Ms. Lev then outlined a series of phases in the process and the role of the therapist. The first stage is awareness and the therapeutic task is to normalize the process. The second phase is seeking help or reaching out and the therapeutic task is to facilitate. The third phase is disclosure to others and the therapeutic task is to support. The next phase is exploration through language and body modification, followed by integration into the community. The therapist’s role in the last two phases are to help overcome turmoil, facilitate negotiation between clients and families in order to identify what the families can and cannot accept and support clients in finding the balance that enables them to integrate the transgendered person into the normative life of the family as a transgendered person. This balance may vary widely in different families, but some kind of balance is essential.
Working with the families presents numerous challenges as so many issued may be involved, including lack of information, confusion, fear, stigma, financial, legal and medical upheaval, isolation, shame and blame, concern for the impact on children, trust and betrayal and the impact on sexual relationships.

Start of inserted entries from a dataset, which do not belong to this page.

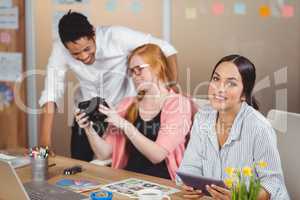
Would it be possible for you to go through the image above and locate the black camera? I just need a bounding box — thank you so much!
[78,97,109,136]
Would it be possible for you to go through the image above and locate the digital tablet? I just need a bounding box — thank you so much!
[177,172,226,196]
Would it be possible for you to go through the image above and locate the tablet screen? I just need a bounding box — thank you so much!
[177,172,226,196]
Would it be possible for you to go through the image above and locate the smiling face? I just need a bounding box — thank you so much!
[208,62,244,111]
[65,37,96,65]
[128,55,158,91]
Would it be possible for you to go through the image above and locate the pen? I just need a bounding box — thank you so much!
[48,163,56,167]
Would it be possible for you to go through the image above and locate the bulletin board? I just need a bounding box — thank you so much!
[171,0,300,113]
[0,0,27,149]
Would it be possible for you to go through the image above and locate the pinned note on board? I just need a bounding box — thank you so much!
[233,2,246,15]
[0,0,12,8]
[259,5,271,17]
[281,5,294,18]
[0,32,11,44]
[0,52,22,81]
[105,0,118,12]
[185,8,197,20]
[0,7,19,29]
[212,2,224,16]
[130,0,143,14]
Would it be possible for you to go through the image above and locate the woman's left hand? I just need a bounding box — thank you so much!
[99,104,130,130]
[206,185,231,200]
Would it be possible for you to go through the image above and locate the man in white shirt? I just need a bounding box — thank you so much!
[39,11,177,161]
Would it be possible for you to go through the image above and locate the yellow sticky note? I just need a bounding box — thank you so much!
[259,5,271,17]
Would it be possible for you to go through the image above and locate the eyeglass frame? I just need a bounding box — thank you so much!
[128,63,150,76]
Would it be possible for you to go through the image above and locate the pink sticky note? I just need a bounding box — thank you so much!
[212,3,224,15]
[281,5,294,18]
[0,32,11,44]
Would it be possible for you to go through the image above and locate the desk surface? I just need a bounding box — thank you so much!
[16,156,188,200]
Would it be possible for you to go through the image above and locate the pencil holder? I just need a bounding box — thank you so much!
[31,157,48,181]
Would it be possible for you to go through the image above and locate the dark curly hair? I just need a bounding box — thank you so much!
[58,10,95,45]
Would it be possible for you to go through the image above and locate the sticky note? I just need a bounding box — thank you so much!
[281,5,294,18]
[105,0,117,12]
[234,2,246,15]
[0,32,11,44]
[271,3,281,18]
[212,3,224,15]
[259,5,271,17]
[130,0,143,13]
[185,8,197,19]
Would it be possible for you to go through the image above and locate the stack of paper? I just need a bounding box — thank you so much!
[0,153,30,168]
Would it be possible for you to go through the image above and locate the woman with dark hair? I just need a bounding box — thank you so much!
[76,44,192,180]
[178,55,289,200]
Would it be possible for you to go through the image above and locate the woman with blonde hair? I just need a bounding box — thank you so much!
[76,44,192,180]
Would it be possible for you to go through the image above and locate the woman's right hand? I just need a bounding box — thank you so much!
[182,185,204,199]
[75,109,91,129]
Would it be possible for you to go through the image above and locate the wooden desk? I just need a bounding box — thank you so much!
[16,156,184,200]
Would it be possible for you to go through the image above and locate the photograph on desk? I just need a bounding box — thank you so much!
[101,178,179,198]
[56,179,100,193]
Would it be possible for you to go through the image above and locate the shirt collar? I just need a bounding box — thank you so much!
[208,102,248,150]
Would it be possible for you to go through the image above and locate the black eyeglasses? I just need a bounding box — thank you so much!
[128,64,150,76]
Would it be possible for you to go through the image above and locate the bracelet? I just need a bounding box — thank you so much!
[90,190,113,200]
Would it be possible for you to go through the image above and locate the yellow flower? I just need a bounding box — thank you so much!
[243,167,252,176]
[257,161,268,168]
[225,167,235,177]
[224,178,234,189]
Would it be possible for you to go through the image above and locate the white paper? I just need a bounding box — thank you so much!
[0,7,19,29]
[0,0,12,8]
[0,52,22,81]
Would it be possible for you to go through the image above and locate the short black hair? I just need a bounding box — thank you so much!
[58,10,95,45]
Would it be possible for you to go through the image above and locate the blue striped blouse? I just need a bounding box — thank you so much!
[179,103,289,200]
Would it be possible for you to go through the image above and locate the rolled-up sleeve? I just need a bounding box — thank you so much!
[254,126,290,200]
[156,94,192,153]
[178,113,203,175]
[113,26,177,57]
[39,42,67,107]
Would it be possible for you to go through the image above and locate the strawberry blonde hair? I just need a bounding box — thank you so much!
[126,44,169,123]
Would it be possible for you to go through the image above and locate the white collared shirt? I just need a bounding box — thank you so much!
[39,26,177,107]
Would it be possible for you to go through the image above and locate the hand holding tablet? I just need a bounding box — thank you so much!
[177,172,226,196]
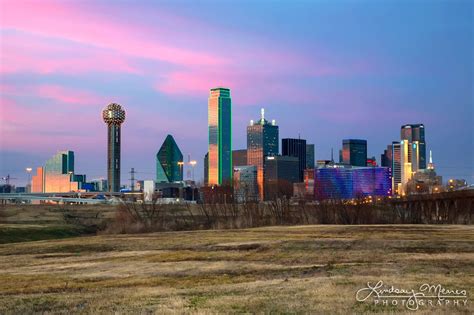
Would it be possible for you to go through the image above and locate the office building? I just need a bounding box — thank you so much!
[306,144,314,169]
[304,168,314,199]
[91,178,109,191]
[400,124,426,172]
[234,165,258,203]
[232,149,247,169]
[342,139,367,167]
[398,140,414,195]
[156,135,184,183]
[208,88,232,185]
[102,103,125,192]
[314,166,392,200]
[281,138,306,182]
[247,108,279,200]
[265,155,300,200]
[367,156,378,166]
[31,151,81,193]
[391,141,402,195]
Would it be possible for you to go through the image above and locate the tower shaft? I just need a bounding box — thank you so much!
[107,124,120,192]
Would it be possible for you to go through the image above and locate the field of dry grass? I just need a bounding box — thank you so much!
[0,225,474,314]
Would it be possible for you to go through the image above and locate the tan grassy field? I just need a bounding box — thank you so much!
[0,225,474,314]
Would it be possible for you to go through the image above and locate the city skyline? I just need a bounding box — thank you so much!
[0,1,474,186]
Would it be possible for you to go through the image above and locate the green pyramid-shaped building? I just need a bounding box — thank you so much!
[156,135,183,183]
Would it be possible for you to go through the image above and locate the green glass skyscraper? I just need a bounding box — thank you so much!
[156,135,183,183]
[208,88,232,185]
[247,108,279,200]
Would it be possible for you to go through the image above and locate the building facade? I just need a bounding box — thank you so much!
[247,108,279,200]
[31,151,80,193]
[281,138,306,183]
[156,135,184,183]
[306,144,315,169]
[265,155,300,200]
[391,141,402,194]
[400,124,426,172]
[342,139,367,167]
[233,165,258,203]
[102,103,125,192]
[314,167,392,200]
[380,144,393,168]
[204,152,209,186]
[208,88,232,185]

In the afternoon portion of the conference, Ms. Lev made use of a number of video presentations to illustrate her points and Ackerman faculty member Jean Malpas, LMFT, LMHC, served as Discussant.
The May 15th event was the Ackerman Institute’s third one-day conference. Last year’s presenter was Celia Falicov, PhD, who spoke on "New Immigrants in Family Therapy: Transnational Journeys". In 2007, the first conference focused on the work of Peggy Papp and Olga Silverstein. Each year, the one-day conference provides a spotlight for therapists who have demonstrated original thinking and developed groundbreaking work. The conference is overseen by Evan Imber-Black, PhD, Director of Ackerman’s Center for Families and Health.